El escritor desechó la sandía y miró fijamente a Audrey.

– No tengo hijos propios, pero adoro a los hijos de los demás.

– Perdóneme -dijo Audrey de repente.

Un calor abrasador le subía por el cuello de la blusa. Si seguía hablando durante un segundo más, el corazón le reventaría. Maxwell observó con cierta indiferencia cómo ella se marchaba a toda prisa del local.

– ¿Qué mosca le habrá picado? -dijo el dependiente, que había estado escuchando la conversación.

– No tengo la menor idea -dijo Maxwell-. Me llevaré estas dos -añadió, refiriéndose a dos mitades de sandía.

Capítulo 24

Boston.

Cuando Cloister regresó al edificio Vendange no estaba seguro de querer hacerlo y, a la vez, sentía un magnetismo imposible de neutralizar. Su ánimo estaba alterado, y su mente, repleta de ideas irreconciliables. Como investigador, no podía alejarse del centro del enigma, y como ser humano -como el ser humano que era-, con sus dudas y ansias de saber, necesitaba hacer aquello y superar sus temores. Era el instinto de conservación el que hacía que sus piernas no caminaran con tanto aplomo como él hubiera deseado. La parte más primitiva de su cerebro se revelaba contra la racionalidad.

Ya de nuevo en la cripta, allí abajo, solo, Cloister volvió a notar el ambiente opresivo. Pero ya no volvería a atribuirlo a la sugestión. Era real. Muy fuerte. Se podría cortar. Aquello era debido, como alguno de sus compañeros de los Lobos diría, a una densa concentración de energía psíquica.

El sacerdote optó por seguir las pautas habituales. La primera era no atrepellarse. Llevaba consigo una lámpara de batería, que instaló en el centro aproximado de la estancia. Luego extrajo de la cartera de mano su cuaderno de notas y su grabadora, y colocó esta última sobre el altar, con pilas nuevas. Repasó en el cuaderno las preguntas que había anotado en él. Luego dio un largo suspiro, respiró hondo y activó la grabadora. Empezó a formular las preguntas y fue dejando un espacio de sesenta segundos detrás de cada una de ellas, que midió con su reloj. Consideró que un minuto bastaba para cada posible respuesta, ya que las cuestiones eran muy simples y directas. Al final, añadió una pregunta más que se le ocurrió en el momento:

– Mi nombre es Albert Cloister. ¿Estás seguro de que soy la persona con la que quieres hablar?

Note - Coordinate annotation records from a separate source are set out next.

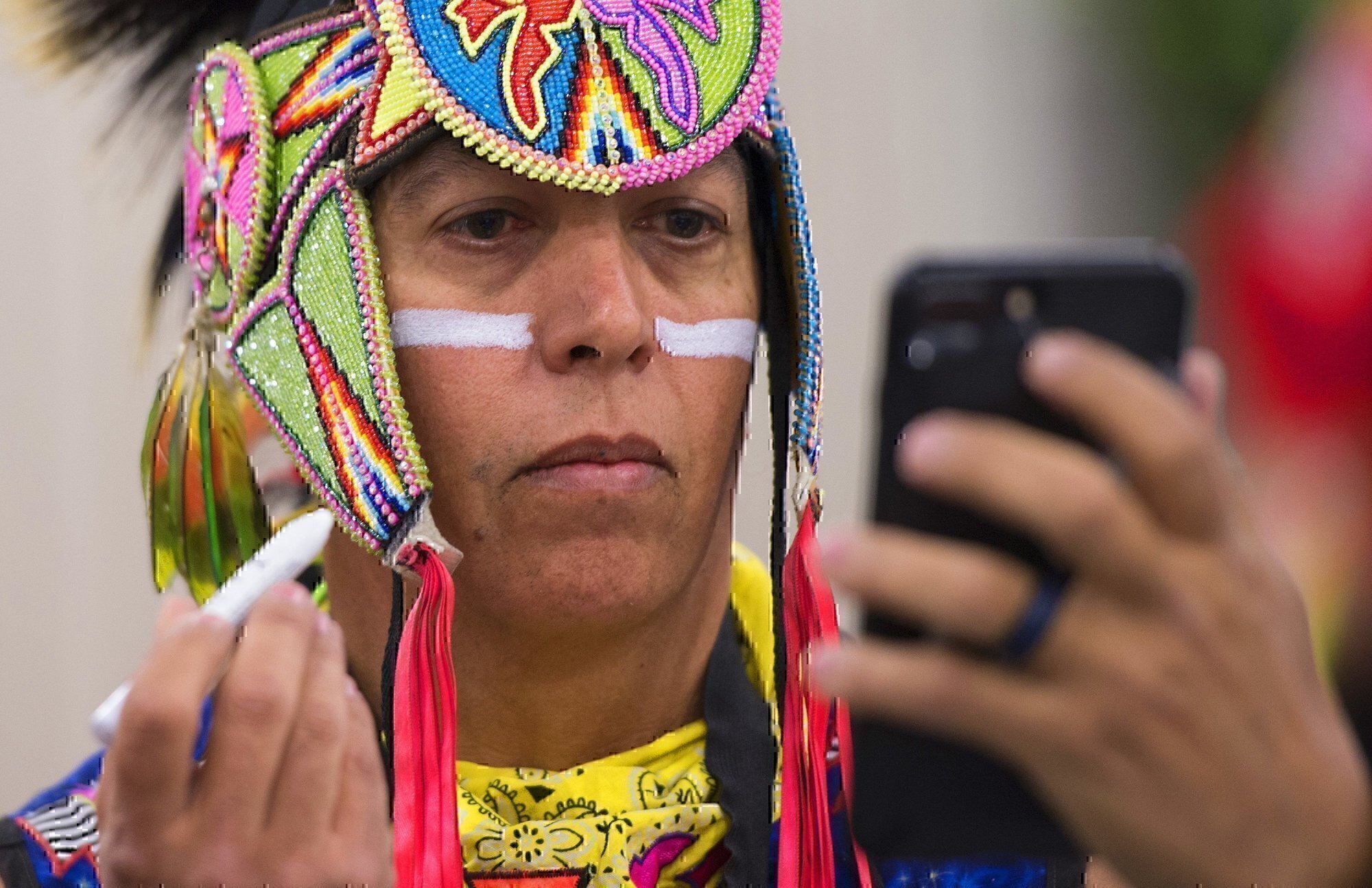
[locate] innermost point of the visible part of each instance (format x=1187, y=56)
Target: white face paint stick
x=453, y=329
x=728, y=338
x=281, y=559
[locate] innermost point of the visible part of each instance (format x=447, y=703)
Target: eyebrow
x=415, y=182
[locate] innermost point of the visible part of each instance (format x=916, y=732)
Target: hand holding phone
x=960, y=331
x=1172, y=720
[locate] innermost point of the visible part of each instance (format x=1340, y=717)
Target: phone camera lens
x=1020, y=305
x=923, y=353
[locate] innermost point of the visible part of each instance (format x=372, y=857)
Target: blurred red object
x=1284, y=245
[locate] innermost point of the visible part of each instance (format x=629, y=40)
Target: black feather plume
x=161, y=42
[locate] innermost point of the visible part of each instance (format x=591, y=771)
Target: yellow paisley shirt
x=646, y=819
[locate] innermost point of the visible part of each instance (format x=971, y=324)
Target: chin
x=592, y=583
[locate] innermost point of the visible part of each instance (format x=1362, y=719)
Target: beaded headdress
x=287, y=130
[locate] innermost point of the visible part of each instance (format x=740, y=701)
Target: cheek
x=464, y=407
x=709, y=404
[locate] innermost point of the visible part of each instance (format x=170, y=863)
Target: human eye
x=485, y=226
x=685, y=226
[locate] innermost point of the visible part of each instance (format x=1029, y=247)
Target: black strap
x=740, y=754
x=393, y=650
x=274, y=13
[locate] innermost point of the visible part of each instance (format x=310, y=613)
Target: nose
x=596, y=320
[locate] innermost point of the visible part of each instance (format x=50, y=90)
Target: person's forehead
x=447, y=161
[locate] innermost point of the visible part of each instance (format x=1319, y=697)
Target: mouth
x=600, y=465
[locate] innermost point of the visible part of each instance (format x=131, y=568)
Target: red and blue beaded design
x=592, y=95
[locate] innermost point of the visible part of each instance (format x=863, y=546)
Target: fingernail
x=1052, y=355
x=835, y=548
x=827, y=664
x=290, y=592
x=927, y=447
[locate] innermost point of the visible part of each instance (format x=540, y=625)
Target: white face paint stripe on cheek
x=728, y=338
x=453, y=329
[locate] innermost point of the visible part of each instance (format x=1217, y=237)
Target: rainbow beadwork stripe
x=344, y=69
x=316, y=355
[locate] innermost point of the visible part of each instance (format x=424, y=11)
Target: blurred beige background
x=975, y=123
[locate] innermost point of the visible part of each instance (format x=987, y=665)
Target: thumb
x=176, y=606
x=1204, y=378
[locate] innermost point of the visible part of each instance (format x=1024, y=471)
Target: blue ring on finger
x=1037, y=620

»¿Por qué quieres hablar conmigo?

»¿Quién eres?

»¿Qué quieres de mí?

»¿Puedes manifestarte de algún otro modo?

»¿Eres el espíritu de un ser humano fallecido?

»¿Qué eres?

»¿De dónde vienes?

»¿Dónde estás?

»¿Eres un espíritu bondadoso o malintencionado?

»¿Eres quien habló por boca del jardinero deficiente?

Al no poder escuchar las hipotéticas respuestas, como en cualquier conversación normal, varias de las preguntas que Cloister formuló tenían un sentido muy similar. Algunas estaban contenidas en otras, pero eso no era una mala idea, ni mucho menos. En toda experiencia es positivo repetir cuestiones con distintas palabras para controlar la Habilidad de un testimonio. Las repeticiones tienen esa función, por lo cual no conviene evitarlas. No se trata de hacer tests elegantes, sino efectivos.

Una vez terminada la conversación sin interlocutor audible, el sacerdote detuvo la grabación para reproducir el archivo registrado. Elevó el volumen al máximo, y se dispuso a escucharlo con atención. Su propia voz sonaba con un aplomo más bien ficticio.

– Mi nombre es Albert Cloister. ¿Estás seguro de que soy la persona con la que quieres hablar?

– Sí

La afirmación fue clara y seca. La entidad le contestaba.

– ¿Por qué quieres hablar conmigo?

– Porque tú querrás hablar conmigo.

– ¿Quién eres?

– Tu amigo invisible… O, mejor, tu enemigo invisible.

Había ahora algo del tono irónico que Cloister detectó en la primera psicofonía.

– ¿Qué quieres de mí?

– Tu alma,

– ¿Puedes manifestarte de algún otro modo?

– Sí

Esa vez la palabra se prolongó, como si la entidad quisiera hacer ampulosa ostentación de su poder.

– ¿Eres el espíritu de un ser humano fallecido?

– No.

– ¿Qué eres?

– Lo que soy.

– ¿De dónde vienes?

– Del siempre, del principio de los tiempos, de la eternidad.

– ¿Dónde estás?

– En todas partes.

– ¿Eres un ser bondadoso o malintencionado?

– Estoy más allá del bien y del mal.